# Extended Dynamic Mode Decomposition on Limit Cycle

In this tutorial, we explore the (Extended-) Dynamic Mode Decomposition (E-DMD). We set up a non-linear ordinary differential equation (ODE) system, generate time series data with it and model the dynamics with an `EDMD` model. 

Note that all models for time series modelling require a `TSCDataFrame` type to fit a model. The initial conditions for the `predict` method can be either a `numpy.ndarray`, a `pandas.DataFrame`, or in some circumstances (when multiple samples are required to define an initial condition) a `TSCDataFrame`.

In [None]:
import matplotlib.pyplot as plt
import numpy as np

from datafold import (
    EDMD,
    DMDStandard,
    GaussianKernel,
    TSCPolynomialFeatures,
    TSCRadialBasis,
)
from datafold.utils._systems import Hopf
from datafold.utils.general import generate_2d_regular_mesh

## Set up Hopf ODE system

We set up a Hopf system:

$$
\dot{y}_0 = -y_1 + y_0 (\mu - y_0^2 - y_1^2)
$$
$$
\dot{y}_1 = y_0 + y_1 (\mu - y_0^2 - y_1^2)
$$

with $\mu=1$. The ODE system has an circle shaped attractor which is centered at the origin. All sampled initial conditions are off the attractor (i.e. the time series are sampled on the transient phase space region). 

We solve the system by integration with a Runge-Kutta45 scheme using scipy's ODE solver. The return type of the method function is a `TSCDataFrame` and includes the time series for each initial condition (a row in argument `X_ic`).

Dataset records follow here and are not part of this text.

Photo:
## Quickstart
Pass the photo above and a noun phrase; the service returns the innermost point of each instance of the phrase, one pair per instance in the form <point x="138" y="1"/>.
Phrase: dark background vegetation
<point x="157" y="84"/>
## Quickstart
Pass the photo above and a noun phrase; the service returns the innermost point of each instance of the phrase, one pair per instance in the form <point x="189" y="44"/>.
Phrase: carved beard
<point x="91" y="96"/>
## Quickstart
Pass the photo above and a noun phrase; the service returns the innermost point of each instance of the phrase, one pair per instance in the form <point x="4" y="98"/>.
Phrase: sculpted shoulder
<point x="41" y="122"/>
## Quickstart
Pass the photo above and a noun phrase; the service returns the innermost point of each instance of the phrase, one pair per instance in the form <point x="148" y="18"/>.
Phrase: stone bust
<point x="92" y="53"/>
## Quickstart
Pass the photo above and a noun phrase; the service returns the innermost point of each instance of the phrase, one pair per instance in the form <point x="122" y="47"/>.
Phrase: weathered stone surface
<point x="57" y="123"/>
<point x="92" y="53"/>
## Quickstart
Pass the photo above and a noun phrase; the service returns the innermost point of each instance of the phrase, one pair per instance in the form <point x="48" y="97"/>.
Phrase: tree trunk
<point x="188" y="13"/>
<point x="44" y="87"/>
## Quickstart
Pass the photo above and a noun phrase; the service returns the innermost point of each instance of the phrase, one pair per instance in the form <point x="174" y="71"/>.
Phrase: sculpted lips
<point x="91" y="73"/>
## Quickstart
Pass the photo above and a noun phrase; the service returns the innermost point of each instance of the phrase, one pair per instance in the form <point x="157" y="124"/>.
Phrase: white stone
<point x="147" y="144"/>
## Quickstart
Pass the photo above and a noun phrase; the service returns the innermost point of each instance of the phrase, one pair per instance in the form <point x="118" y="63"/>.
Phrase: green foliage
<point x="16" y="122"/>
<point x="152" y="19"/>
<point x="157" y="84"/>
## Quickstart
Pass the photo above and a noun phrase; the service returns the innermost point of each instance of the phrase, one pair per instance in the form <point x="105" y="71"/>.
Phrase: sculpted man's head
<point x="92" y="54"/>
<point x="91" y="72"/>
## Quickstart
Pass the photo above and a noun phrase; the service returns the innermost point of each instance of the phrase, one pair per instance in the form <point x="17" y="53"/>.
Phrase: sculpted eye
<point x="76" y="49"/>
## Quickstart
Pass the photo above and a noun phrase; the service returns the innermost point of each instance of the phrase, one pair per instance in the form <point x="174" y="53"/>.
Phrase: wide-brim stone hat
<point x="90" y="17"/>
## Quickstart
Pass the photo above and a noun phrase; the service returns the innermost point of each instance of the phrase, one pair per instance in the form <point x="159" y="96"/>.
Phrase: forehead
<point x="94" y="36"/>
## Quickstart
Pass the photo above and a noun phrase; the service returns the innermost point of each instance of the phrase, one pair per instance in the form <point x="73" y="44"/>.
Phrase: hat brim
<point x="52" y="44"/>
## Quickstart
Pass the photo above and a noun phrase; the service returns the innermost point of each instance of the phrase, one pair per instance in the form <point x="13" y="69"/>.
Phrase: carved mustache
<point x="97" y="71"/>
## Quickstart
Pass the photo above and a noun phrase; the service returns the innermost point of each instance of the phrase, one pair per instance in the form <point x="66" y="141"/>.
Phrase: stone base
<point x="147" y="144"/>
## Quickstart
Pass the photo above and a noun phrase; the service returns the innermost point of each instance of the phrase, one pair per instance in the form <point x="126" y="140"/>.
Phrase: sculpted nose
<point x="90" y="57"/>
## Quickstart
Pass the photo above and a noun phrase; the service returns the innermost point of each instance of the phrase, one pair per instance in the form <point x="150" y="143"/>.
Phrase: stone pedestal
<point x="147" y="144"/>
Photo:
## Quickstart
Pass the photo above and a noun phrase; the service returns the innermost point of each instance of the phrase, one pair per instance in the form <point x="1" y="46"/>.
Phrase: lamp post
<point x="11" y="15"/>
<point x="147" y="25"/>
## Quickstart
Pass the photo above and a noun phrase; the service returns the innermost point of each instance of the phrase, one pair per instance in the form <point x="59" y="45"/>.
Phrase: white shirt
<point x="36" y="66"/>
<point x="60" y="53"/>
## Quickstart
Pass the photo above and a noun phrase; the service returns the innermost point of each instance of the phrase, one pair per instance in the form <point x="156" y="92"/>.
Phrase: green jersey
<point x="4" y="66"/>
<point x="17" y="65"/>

## Sampling the dynamical system

We now start collecting time series data from the Hopf system (our training set). To sample the phase space, we systematically distribute initial conditions and solve the ODE system for rather short time intervals.

In [None]:
system = Hopf()

# set up training data by sampling original Hopf system
n_timesteps = 21
time_values = np.linspace(0, 0.4, n_timesteps)

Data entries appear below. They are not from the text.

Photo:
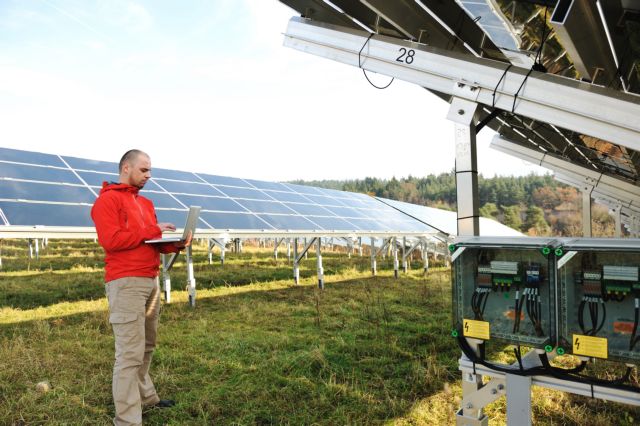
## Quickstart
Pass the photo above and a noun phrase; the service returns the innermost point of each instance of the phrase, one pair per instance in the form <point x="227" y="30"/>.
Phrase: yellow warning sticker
<point x="477" y="329"/>
<point x="590" y="346"/>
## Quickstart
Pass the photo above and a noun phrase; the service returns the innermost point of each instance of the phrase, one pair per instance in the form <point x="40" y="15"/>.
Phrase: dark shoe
<point x="163" y="403"/>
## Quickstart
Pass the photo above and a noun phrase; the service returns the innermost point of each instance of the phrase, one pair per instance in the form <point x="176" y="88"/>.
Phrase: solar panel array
<point x="52" y="190"/>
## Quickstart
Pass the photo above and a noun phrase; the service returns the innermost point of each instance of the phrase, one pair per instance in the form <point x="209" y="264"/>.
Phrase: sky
<point x="207" y="86"/>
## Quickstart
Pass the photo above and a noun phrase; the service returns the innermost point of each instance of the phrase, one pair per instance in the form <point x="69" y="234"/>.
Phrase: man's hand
<point x="183" y="244"/>
<point x="166" y="227"/>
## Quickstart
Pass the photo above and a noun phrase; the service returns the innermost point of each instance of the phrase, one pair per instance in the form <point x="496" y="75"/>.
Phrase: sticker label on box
<point x="477" y="329"/>
<point x="590" y="346"/>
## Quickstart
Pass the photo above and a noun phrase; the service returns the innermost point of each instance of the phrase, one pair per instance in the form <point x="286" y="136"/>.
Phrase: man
<point x="124" y="221"/>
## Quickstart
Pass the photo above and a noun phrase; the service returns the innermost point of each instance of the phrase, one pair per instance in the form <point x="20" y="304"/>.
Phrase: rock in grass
<point x="43" y="387"/>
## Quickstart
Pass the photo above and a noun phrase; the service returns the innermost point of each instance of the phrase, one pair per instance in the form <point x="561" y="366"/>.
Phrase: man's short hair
<point x="129" y="157"/>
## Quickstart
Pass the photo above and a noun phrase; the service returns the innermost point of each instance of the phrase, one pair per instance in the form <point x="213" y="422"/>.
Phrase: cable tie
<point x="515" y="97"/>
<point x="364" y="71"/>
<point x="468" y="217"/>
<point x="495" y="89"/>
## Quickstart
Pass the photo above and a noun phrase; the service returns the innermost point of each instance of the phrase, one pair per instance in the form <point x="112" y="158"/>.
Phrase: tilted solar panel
<point x="50" y="190"/>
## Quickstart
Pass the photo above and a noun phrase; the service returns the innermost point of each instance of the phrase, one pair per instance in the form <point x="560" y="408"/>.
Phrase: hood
<point x="116" y="186"/>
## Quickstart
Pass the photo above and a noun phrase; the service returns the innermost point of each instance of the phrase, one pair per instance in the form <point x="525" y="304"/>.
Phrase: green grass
<point x="255" y="350"/>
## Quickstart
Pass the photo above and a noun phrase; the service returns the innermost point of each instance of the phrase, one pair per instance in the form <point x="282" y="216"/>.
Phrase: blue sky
<point x="207" y="86"/>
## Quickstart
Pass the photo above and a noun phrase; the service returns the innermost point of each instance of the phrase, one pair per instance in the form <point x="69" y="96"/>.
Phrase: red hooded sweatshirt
<point x="124" y="221"/>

X_ic = generate_2d_regular_mesh(
    low=(-2, -2),
    high=(2, 2),
    n_xvalues=8,
    n_yvalues=8,
    feature_names=system.feature_names_in_,
)
X_tsc = system.predict(X_ic, time_values=time_values)

print(f"time delta: {X_tsc.delta_time}")
print(f"nr. time series: {X_tsc.n_timeseries}")
print(f"nr. timesteps per time series: {X_tsc.n_timesteps}")
print(f"(n_samples, n_features): {X_tsc.shape}")
print(f"time interval {X_tsc.time_interval()}")
print(f"Same time values: {X_tsc.is_same_time_values()}")
print("")
print("Data snippet fo training data:")
X_tsc

### Plot: Sampled time series used for training

In [None]:
# function to add a single arrow in the following time series plots
idx_arrow = np.array([time_values.shape[0] // 2 - 1, time_values.shape[0] // 2])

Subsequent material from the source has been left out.